# Autoregressive (AR)

### AR method models the next step in sequence as a linear function of observation at prior time steps.
AR(1) - First order auto-regressive model.
The method is suitable for univariate time series without trend and seasonal components.

An auto-regressive model is when a value from a time series is regressed on previous values from that time series.
eg. y(t) on y(t-1)

In even simpler words "Autoregression is a time series model that uses observations from previous time steps as input to a regression equation to predict the value at the next time step."

The input variable in this are taken as observations at previous time steps called lag variables

We can predict the value for the next time step (t+1) given the observations at the last two time steps (t-1 and t-2) using the following regression model.
X(t+1) = b0 + b1 * X(t-1) + b2 * X(t-2)

As the regression model uses data from the same input variable at previous time steps, it is referred to as an autoregression (regression of self).

In [1]:
# Importing libraries
from statsmodels.tsa.ar_model import AR
from random import random

# Generation of dataset using random function
data = [x + random() for x in range(1,100)]

# Initialize and fit AR model
model = AR(data)
model_fit = model.fit()

# Predict the next value in the series
yhat = model_fit.predict(len(data), len(data))
print(yhat)

[100.49367857]


# Moving Average (MA)

### Rather than using past values of the forecast variable in a regression, a moving average model uses past forecast errors in a regression-like model.

The 1st order MA model can be described as :
x(t) = (mu) + w(t) + theta(1)*w(t-1)

It is different from calculating the moving average of the time series.
The method is suitable for univariate time series without trend and seasonal components.

In [3]:
from statsmodels.tsa.arima_model import ARMA
from random import random

data = [x + random() for x in range(1,100)]

model = ARMA(data, order=(0,1))
model_fit = model.fit(disp=False)

# Predict the next value in the series
yhat = model_fit.predict(len(data), len(data))
print(yhat)

[75.6351011]


## Autocorrelation

Before understanding auto-correlation, let's understand what is correlation.
Correlation is relationship between any two variables that happen to occur together. 
If both the variables change in same direction i.e. either they increase together or decrease together, then they have a positive correlation.

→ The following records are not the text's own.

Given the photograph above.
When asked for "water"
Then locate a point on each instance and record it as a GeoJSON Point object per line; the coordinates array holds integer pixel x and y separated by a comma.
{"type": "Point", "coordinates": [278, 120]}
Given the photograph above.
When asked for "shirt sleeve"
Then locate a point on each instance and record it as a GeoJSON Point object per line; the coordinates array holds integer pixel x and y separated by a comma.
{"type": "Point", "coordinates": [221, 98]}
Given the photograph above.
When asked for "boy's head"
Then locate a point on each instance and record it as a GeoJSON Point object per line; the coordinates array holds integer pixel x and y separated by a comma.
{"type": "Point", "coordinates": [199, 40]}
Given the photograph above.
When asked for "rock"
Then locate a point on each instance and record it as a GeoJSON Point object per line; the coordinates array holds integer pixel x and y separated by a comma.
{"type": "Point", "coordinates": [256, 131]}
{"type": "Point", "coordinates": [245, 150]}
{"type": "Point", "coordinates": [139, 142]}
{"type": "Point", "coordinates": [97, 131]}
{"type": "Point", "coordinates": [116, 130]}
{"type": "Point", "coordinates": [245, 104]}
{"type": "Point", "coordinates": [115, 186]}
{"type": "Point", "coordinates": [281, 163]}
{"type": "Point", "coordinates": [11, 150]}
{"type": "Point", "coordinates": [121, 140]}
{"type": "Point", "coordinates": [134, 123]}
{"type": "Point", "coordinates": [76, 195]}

But if they move in opposite direction i.e. one increases and the other decreases then they have a negative correlation.

An autoregression model makes an assumption that the observations at previous time steps are useful to predict the value at the next time step.

We can use statistical measures to calculate the correlation between the output variable and values at previous time steps at various different lags. The stronger the correlation between the output variable and a specific lagged variable, the more weight that autoregression model can put on that variable when modeling.

As the correlation is calculated between the variable and itself at previous time steps, it is called an autocorrelation. It is also called serial correlation because of the sequenced structure of time series data.

The correlation statistics can also help to choose which lag variables will be useful in a model and which will not.

Interestingly, if all lag variables show low or no correlation with the output variable, then it suggests that the time series problem may not be predictable. This can be very useful when getting started on a new dataset.